Katelijne Schiltz richtte zich voor haar doctoraat op de tekstkritische uitgave van Willaerts magnum opus, de bundel Musica Nova met daarin 25 motetten en 27 madrigalen voor 4 tot 7 stemmen. De opdracht dateert van 1558 en is gericht aan Alfonso d’Este van Ferrara. De bundel werd gedrukt anno 1559, maar de stukken zijn zo goed als zeker ontstaan in de late jaren ’30, vroege jaren ’40. De tessituur van de eerste motetten is opvallend laag. Schiltz: ‘Misschien hield deze diepe tessituur verband met de politieke context waarin ze ontstonden, namelijk in de zeer elitaire, gesloten kring van Florentijnse fuorusciti. Dat waren adellijken uit Firenze die de stad moesten verlaten omdat ze met hun liberale idealen tegen de kar reden van het Medici-regime. Ze moesten uitwijken naar progressieve steden als Venetië, Napels, Lyon… Misschien is die diepe tessituur dus toe te schrijven aan de politieke situatie.’

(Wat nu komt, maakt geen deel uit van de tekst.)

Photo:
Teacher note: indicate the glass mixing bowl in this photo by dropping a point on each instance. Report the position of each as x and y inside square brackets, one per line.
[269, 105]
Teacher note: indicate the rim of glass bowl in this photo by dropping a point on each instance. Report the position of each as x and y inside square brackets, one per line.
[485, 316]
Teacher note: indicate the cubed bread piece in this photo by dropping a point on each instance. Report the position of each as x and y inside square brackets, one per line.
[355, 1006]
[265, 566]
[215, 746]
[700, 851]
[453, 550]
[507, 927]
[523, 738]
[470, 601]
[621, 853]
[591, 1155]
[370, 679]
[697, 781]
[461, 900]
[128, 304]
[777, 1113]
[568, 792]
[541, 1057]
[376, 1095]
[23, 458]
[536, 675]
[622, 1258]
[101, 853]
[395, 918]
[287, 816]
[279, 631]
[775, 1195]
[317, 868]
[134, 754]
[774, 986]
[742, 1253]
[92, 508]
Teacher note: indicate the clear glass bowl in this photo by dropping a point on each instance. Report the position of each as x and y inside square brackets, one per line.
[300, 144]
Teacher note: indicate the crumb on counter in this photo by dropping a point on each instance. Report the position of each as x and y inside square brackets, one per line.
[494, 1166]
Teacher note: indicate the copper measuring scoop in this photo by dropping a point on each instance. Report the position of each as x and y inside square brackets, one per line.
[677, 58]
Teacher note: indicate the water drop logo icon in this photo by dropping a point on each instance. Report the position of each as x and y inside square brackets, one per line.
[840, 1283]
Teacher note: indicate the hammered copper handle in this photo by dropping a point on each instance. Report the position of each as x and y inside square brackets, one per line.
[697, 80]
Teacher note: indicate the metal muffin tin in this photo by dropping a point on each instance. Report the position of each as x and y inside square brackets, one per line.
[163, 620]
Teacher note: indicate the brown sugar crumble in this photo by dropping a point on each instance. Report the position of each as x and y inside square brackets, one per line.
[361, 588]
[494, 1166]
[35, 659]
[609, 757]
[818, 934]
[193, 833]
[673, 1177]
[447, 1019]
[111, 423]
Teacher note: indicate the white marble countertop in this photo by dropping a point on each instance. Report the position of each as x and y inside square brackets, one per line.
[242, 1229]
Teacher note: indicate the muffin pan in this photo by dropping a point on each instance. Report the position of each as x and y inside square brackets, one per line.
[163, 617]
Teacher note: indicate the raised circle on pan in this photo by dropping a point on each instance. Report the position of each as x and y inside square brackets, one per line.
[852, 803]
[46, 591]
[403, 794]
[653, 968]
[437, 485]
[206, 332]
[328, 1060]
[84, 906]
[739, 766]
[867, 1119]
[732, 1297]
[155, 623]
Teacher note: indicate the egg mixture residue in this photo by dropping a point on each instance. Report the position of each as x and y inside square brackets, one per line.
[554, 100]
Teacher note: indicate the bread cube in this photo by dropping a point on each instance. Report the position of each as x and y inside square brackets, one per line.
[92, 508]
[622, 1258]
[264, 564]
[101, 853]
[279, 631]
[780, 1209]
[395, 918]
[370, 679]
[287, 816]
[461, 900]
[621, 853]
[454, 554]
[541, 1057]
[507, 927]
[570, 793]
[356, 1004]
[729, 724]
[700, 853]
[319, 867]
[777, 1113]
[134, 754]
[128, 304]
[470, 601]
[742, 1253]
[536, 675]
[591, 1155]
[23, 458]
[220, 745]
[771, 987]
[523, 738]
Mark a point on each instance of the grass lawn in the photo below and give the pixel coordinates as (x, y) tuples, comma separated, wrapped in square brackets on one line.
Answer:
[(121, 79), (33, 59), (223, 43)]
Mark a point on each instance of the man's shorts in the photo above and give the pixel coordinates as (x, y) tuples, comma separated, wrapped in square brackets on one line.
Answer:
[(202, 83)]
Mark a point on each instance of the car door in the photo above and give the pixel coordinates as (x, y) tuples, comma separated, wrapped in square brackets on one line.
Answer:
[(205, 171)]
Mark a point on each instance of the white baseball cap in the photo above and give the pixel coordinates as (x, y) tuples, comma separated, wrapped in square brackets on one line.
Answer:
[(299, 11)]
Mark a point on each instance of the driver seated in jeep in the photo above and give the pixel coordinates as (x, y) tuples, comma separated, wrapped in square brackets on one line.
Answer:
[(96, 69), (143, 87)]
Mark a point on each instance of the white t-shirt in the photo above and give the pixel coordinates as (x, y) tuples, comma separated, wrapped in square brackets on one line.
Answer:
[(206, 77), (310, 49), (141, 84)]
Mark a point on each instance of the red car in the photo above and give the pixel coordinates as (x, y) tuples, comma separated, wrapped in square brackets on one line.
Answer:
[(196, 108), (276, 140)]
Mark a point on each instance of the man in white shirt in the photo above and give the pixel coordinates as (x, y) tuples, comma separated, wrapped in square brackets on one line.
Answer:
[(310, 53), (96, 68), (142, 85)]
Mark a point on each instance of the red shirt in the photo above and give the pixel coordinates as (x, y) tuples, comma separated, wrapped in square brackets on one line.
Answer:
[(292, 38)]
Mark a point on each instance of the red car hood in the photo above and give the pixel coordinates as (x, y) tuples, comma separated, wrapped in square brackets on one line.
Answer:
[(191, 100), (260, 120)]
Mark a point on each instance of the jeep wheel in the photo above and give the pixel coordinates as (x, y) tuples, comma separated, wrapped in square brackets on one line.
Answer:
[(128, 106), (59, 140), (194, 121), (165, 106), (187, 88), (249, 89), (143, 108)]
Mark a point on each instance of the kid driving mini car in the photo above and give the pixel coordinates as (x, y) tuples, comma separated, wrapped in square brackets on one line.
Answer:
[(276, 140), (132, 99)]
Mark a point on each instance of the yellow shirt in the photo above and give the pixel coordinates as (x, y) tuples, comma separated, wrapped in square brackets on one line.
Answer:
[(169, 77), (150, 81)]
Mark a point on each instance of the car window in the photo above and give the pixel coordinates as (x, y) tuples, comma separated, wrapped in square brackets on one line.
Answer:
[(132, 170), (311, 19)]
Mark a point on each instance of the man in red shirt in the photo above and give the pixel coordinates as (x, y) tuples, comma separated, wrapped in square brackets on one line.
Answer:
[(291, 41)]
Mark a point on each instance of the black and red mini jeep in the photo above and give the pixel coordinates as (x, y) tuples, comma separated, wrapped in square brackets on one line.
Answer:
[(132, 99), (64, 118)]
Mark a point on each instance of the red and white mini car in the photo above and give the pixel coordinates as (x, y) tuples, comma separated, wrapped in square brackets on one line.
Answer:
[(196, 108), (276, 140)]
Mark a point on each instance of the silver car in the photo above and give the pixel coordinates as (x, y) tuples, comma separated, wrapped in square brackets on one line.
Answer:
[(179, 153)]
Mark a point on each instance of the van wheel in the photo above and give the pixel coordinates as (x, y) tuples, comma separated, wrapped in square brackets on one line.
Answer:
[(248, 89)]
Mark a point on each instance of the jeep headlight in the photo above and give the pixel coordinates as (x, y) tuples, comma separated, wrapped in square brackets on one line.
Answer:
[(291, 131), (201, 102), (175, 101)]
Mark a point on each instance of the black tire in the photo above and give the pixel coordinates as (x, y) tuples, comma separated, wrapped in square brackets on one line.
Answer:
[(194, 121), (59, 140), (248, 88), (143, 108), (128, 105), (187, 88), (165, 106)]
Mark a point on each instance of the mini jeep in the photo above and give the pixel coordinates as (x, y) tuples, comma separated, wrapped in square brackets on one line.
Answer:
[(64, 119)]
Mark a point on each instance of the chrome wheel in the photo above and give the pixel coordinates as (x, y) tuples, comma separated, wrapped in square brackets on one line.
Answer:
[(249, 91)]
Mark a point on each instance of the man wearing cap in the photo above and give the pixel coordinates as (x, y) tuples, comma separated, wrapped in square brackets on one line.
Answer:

Of we Willaert als een vernieuwer moeten zien? ‘Dat zou ik niet zeggen’, aldus Schiltz. ‘Hij is alleszins niet de uitvinder van de dubbelkorigheid, zoals lang beweerd werd. En zijn stijl is introvert in plaats van exuberant, ook al gebruikte hij vooral in zijn vroege werken veel chromatiek. Zijn grootste verdienste ligt ongetwijfeld in het grote belang dat hij hechtte aan de relatie tekst-muziek. Hij heeft schitterende madrigalen geschreven op tekst van Petrarca en hij was een lichtend voorbeeld voor talrijke componisten na hem, onder wie Monteverdi. Ik beschouw het echt als een noodzaak dat er werk gemaakt wordt van opnames en concerten, zodat zijn muziek weer tot leven kan komen.’